Playwright is Microsoft’s open source browser automation framework. They promote it as a testing tool, but it has plenty of applications outside of testing—screenshot automation and screen scraping being two of the most obvious.

Playwright is comprehensive: it downloads its own custom browser builds, and can run tests across multiple different rendering engines.

The second prototype used the Playwright CLI utility instead, executed via npx:

This could take a full page screenshot, but that CLI tool wasn’t flexible enough to take screenshots of specific elements. So I needed to switch to the Playwright programmatic API.

I started out trying to get Python to generate and pass JavaScript to the Node.js library... and then I spotted the official Playwright for Python package.

pip install playwright

It’s amazing! It has the exact same functionality as the JavaScript library—the same classes, the same methods. Everything just works, in both languages.

I was curious how they pulled this off, so I dug inside the playwright Python package in my site-packages folder... and found it bundles a full Node.js binary executable and uses it to bridge the two worlds! What a wild hack.

Thanks to Playwright, the entire implementation of shot-scraper is currently just 181 lines of Python code—it’s all glue code tying together a Click CLI interface with some code that calls Playwright to do the actual work.

I couldn’t be more impressed with Playwright. I’ll definitely be using it for other projects—for one thing, I think I’ll finally be able to add automated tests to my Datasette Desktop Electron application.

Hooking shot-scraper up to GitHub Actions

I built shot-scraper very much with GitHub Actions in mind.

My shot-scraper-demo repository is my first live demo of the tool.

Once a day, it runs this shots.yml file, generates two screenshots and commits them back to the repository.

One of them is the tutorial screenshot described above.

The other is a screenshot of the list of “recently spotted owls” from this page on I wanted a page that would change on an occasional basis, to demonstrate GitHub’s neat image diffing interface.

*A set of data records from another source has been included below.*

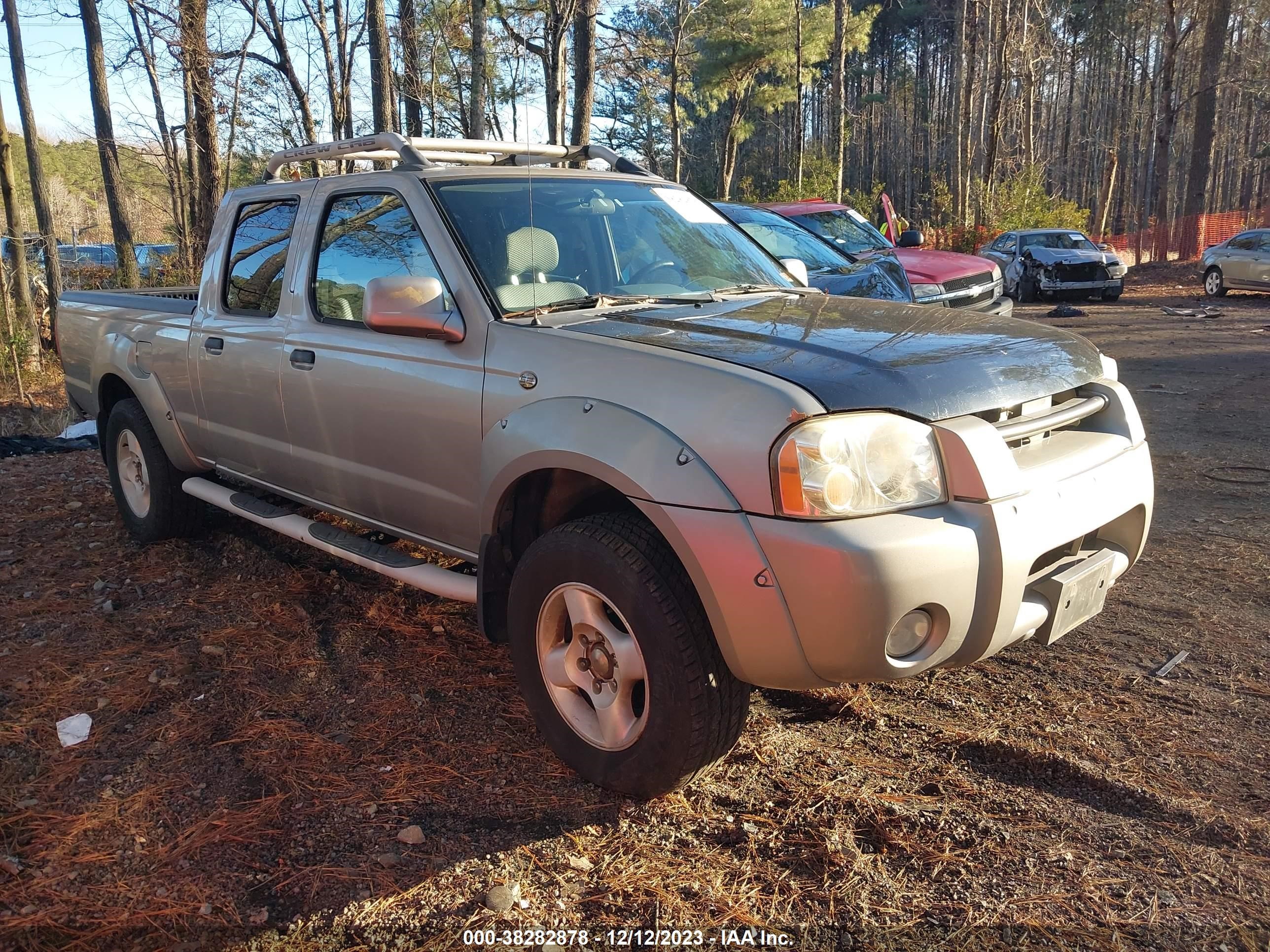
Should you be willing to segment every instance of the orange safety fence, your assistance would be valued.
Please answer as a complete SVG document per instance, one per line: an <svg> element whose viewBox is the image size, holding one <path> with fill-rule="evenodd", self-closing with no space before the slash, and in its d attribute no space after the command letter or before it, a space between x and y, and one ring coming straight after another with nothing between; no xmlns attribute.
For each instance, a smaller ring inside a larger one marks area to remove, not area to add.
<svg viewBox="0 0 1270 952"><path fill-rule="evenodd" d="M1234 237L1247 228L1270 227L1270 204L1246 212L1213 212L1187 215L1168 222L1157 222L1139 231L1099 237L1095 241L1111 245L1125 264L1147 261L1189 261L1204 254L1204 249ZM983 225L974 227L927 228L930 248L945 251L978 254L1001 234L999 228Z"/></svg>
<svg viewBox="0 0 1270 952"><path fill-rule="evenodd" d="M1247 228L1270 226L1270 206L1247 212L1186 215L1139 231L1107 235L1111 245L1128 264L1147 261L1189 261L1204 249L1234 237Z"/></svg>

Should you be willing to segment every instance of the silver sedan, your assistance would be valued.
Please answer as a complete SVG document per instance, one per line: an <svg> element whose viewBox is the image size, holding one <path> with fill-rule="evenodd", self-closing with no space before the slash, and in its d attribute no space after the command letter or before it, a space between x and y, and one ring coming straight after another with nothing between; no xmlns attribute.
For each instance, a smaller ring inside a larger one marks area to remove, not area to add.
<svg viewBox="0 0 1270 952"><path fill-rule="evenodd" d="M1270 228L1243 231L1204 251L1204 293L1270 291Z"/></svg>

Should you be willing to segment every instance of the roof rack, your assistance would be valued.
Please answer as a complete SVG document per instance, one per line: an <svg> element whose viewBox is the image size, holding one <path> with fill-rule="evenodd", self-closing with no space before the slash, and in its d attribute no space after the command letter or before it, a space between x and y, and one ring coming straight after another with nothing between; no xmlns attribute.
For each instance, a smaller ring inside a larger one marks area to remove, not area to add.
<svg viewBox="0 0 1270 952"><path fill-rule="evenodd" d="M264 182L278 182L278 170L291 162L333 161L398 162L398 169L418 171L436 168L442 162L458 165L542 165L546 162L577 162L599 159L615 171L657 178L643 165L624 159L607 146L569 145L556 146L530 142L499 142L485 138L423 138L406 137L396 132L377 132L373 136L342 138L337 142L316 142L295 149L283 149L269 156Z"/></svg>

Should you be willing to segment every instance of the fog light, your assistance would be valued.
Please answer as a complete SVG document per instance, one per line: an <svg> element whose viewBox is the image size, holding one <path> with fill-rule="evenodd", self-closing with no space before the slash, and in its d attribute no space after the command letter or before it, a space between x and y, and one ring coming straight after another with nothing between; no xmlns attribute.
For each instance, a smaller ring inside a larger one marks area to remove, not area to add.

I may need to change that demo though! That page includes “spotted 5 hours ago” text, which means that there’s almost always a tiny pixel difference, like this one (use the “swipe” comparison tool to watch 6 hours ago change to 7 hours ago under the top left photo).

Storing image files that change frequently in a free repository on GitHub feels rude to me, so please use this tool cautiously there!

What’s next?

I had ambitious plans to add utilities to the tool that would help with annotations, such as adding pink arrows and drawing circles around different elements on the page.

I’ve shelved those plans for the moment: as the demo above shows, the JavaScript hook is good enough. I may revisit this later once common patterns have started to emerge.

So really, my next step is to start using this tool for my own projects—to generate screenshots for my documentation.

I’m also very interested to see what kinds of things other people use this for.